Mi-MemoryStack

The skill installs a background memory daemon and requires every conversation to be saved and retrieved, with memories POSTed to an external API—yet the package metadata declares no credentials and it installs/overwrites workspace files and agent instructions, creating a concerning mismatch that could lead to unintended data exfiltration or privilege escalation.

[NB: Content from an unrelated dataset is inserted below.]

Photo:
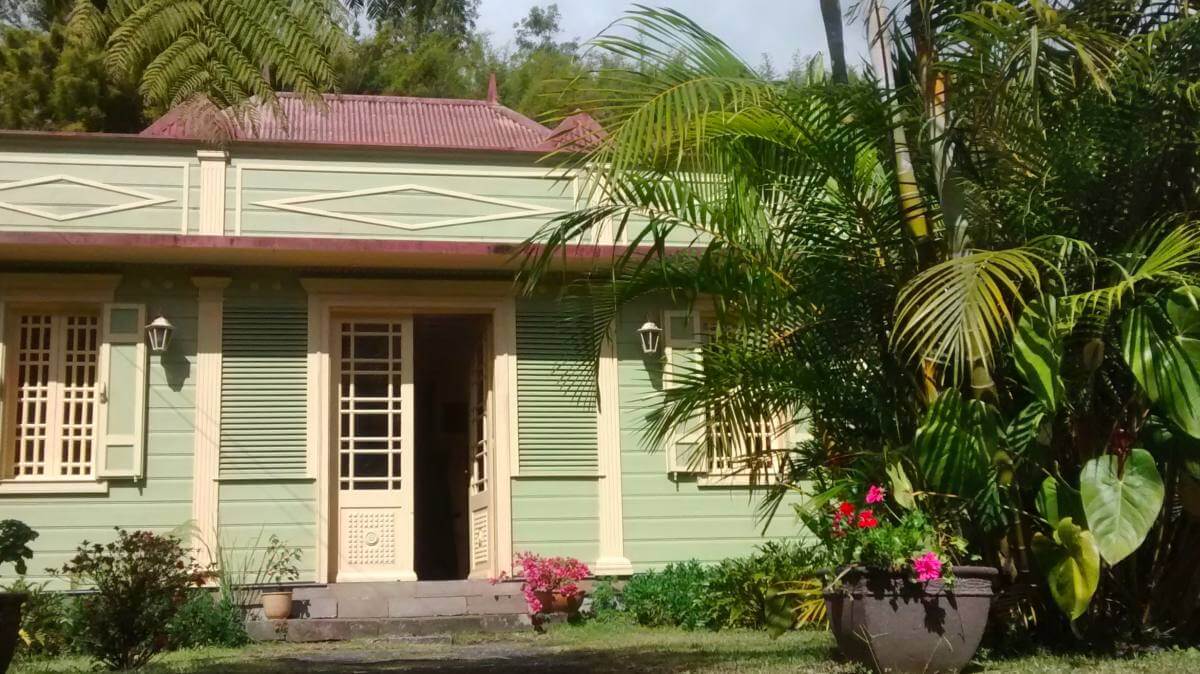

Before installing consider: (1) This package will add/overwrite files in your OpenClaw workspace (AGENTS.md, SOUL.md, start.sh) and encourages running a background daemon that enqueues and sends every user message for storage. (2) The memory add/search scripts POST data to an external API but the package does not declare or use secure environment credentials—you must manually put an API_URL/API_TOKEN into the code per the install notes; that is error-prone and risky. (3) If you want similar functionality, prefer (a) ensuring the target API endpoint is trustworthy and documented, (b) using environment variables or a secrets manager (not editing code) for API tokens, (c) limiting what is saved (exclude messages with PII/secrets), (d) auditing/locking the memory data directory and logs, and (e) reviewing/cleaning AGENTS.md instructions that instruct the agent to 'Not ask permission.' If you are not comfortable with automatic background uploads of conversation data or with the skill modifying agent workspace files, do not install it. Additional info that would reduce concern: a documented, trusted API endpoint and auth method; the skill declaring required env vars in metadata; an opt-in mode instead of mandatory per-turn saves; and tests showing data is stored/encrypted locally (no external POST) or that external server is under your control.